Family wise rates (Gm)

Adrián A. Davín edited this page Jul 18, 2019 · 16 revisions

This model allows the user to use gene family rates for events of duplication, transfer and loss, instead of genome-wise rates. The main advantage of this model is that gene family rates are easier to estimate from real datasets. You can see more about this in the Tutorial #2, where we simulate genomes using D, T and L rates inferred from a real dataset of Cyanobacteria.

What is the difference between gene-family rates and genome-rates?

In the basic mode G, the frequency of events is controlled using genome-wise events. For instance, let us say that, in the basic mode G, the Duplication rate is set to 1 and the Loss rate is set to 0.5. All the other rates are set to 0. The extension parameter for both Duplications and Losses is set to 1 (one gene affected per event). This gives a total rate of 1.5. For a given branch, the occurrence time of the next event is computed by sampling a number from an exponential distribution with lambda = 1 / 1.5. The specific event is sample according to the rate (duplication are twice as likely than losses) and it will affect a single gene randomly chosen

In the Gm mode, some of the events (D, T, L) can use family-wise rates, specific for each gene family. Let us look at the next genome and the corresponding rates of its different Gene Families

Example Gm

As you can see, it contains 6 genes from 3 different Gene Families. To compute the occurrence time of the next event, Zombi performs a weighted sum over all the genes in the genome and then samples from an exponential distribution. The effective rate in this example is 23 (1 for the yellow gene, 12 for the red genes and 10 for the blue genes).

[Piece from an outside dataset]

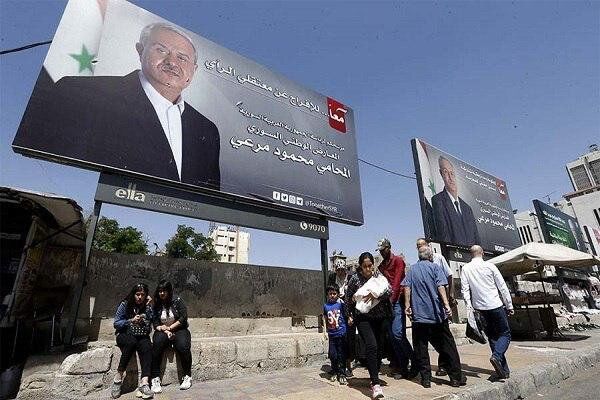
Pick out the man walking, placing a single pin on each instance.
(484, 290)
(393, 267)
(439, 260)
(427, 305)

If in this example, the origination rate is set to 2, the effective rate to compute the next event would be 25, since Originations use still genome-wise rates.

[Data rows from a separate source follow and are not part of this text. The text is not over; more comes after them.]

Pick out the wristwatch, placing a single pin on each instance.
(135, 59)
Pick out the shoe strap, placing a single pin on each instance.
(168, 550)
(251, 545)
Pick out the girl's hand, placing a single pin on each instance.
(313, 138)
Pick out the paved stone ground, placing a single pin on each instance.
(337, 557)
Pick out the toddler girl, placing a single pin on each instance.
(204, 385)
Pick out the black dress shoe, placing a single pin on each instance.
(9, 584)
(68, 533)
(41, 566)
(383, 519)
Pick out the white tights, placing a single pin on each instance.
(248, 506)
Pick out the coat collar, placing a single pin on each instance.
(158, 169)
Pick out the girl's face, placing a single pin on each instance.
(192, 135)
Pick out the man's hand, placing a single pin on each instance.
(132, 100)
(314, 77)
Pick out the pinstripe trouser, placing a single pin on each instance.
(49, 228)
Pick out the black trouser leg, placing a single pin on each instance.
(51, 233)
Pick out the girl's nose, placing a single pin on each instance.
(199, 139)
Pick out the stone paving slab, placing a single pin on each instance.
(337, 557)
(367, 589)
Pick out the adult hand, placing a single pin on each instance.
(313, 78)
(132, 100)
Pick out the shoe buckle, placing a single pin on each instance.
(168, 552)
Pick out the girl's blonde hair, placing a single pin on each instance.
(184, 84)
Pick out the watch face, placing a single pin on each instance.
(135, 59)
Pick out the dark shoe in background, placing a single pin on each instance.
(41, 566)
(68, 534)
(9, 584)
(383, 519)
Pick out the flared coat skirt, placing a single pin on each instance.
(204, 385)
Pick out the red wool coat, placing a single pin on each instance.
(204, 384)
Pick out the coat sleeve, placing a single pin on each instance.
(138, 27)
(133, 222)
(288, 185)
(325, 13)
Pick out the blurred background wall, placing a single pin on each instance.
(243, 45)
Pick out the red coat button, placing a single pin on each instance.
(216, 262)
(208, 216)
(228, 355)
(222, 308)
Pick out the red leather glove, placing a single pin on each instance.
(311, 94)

Think carefully what rates you are using because it can make a big difference from not having enough events or having too many!

Extensions

If an event occurs simultaneously to more than one gene, Zombi performs these computations to determine the exact genes affected:

  1. Determine the extension of the event
  2. For every starting point in the genome (every gene), compute the weighted probability of the event affecting that region, by multiplying the rate of the event of every gene affected by the event.
  3. Choose the starting point according to the weights computed in 2.

This can result in some interesting emergent properties, such as making genes in the vicinity of essential genes (genes with a loss rate equals to 0) harder to be lost.

Choosing your rates

There are two main ways of choosing the rates in the simulation

In the first case, you simply provide those rates by changing DUPLICATION, TRANSFER and LOSS in the GenomeParameters.tsv file. For example, you can use:

DUPLICATION f:0.2

TRANSFER f:0.2

LOSS u:0;0.1

All gene families will have a fixed rate of 0.2 for duplications and transfers and a random value for losses, sampled from a uniform distribution U(0, 0.1).

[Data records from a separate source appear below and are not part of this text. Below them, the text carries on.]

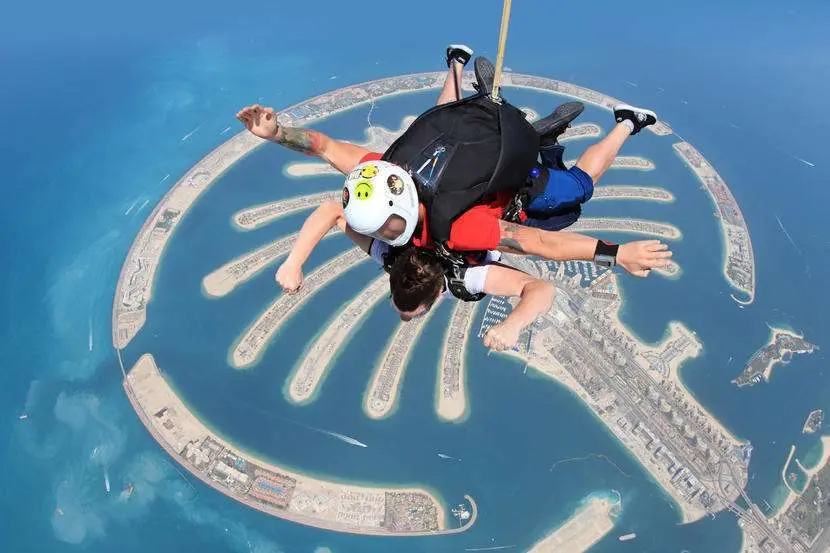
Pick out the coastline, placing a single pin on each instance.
(588, 524)
(793, 495)
(451, 384)
(248, 349)
(633, 192)
(774, 333)
(739, 258)
(380, 400)
(628, 226)
(146, 387)
(222, 281)
(303, 383)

Remember that these rates are measured in number of events per unit of time per gene.

The second way is that you provide a file to Zombi such as this one.

You need a header and 4 columns containing the gene family name (not use), and Duplication, Loss and Transfer rates. Every time a new family is added to the Genome (even for those gene families in the Initial Genome), the gene family samples a row from this file to determine the rates.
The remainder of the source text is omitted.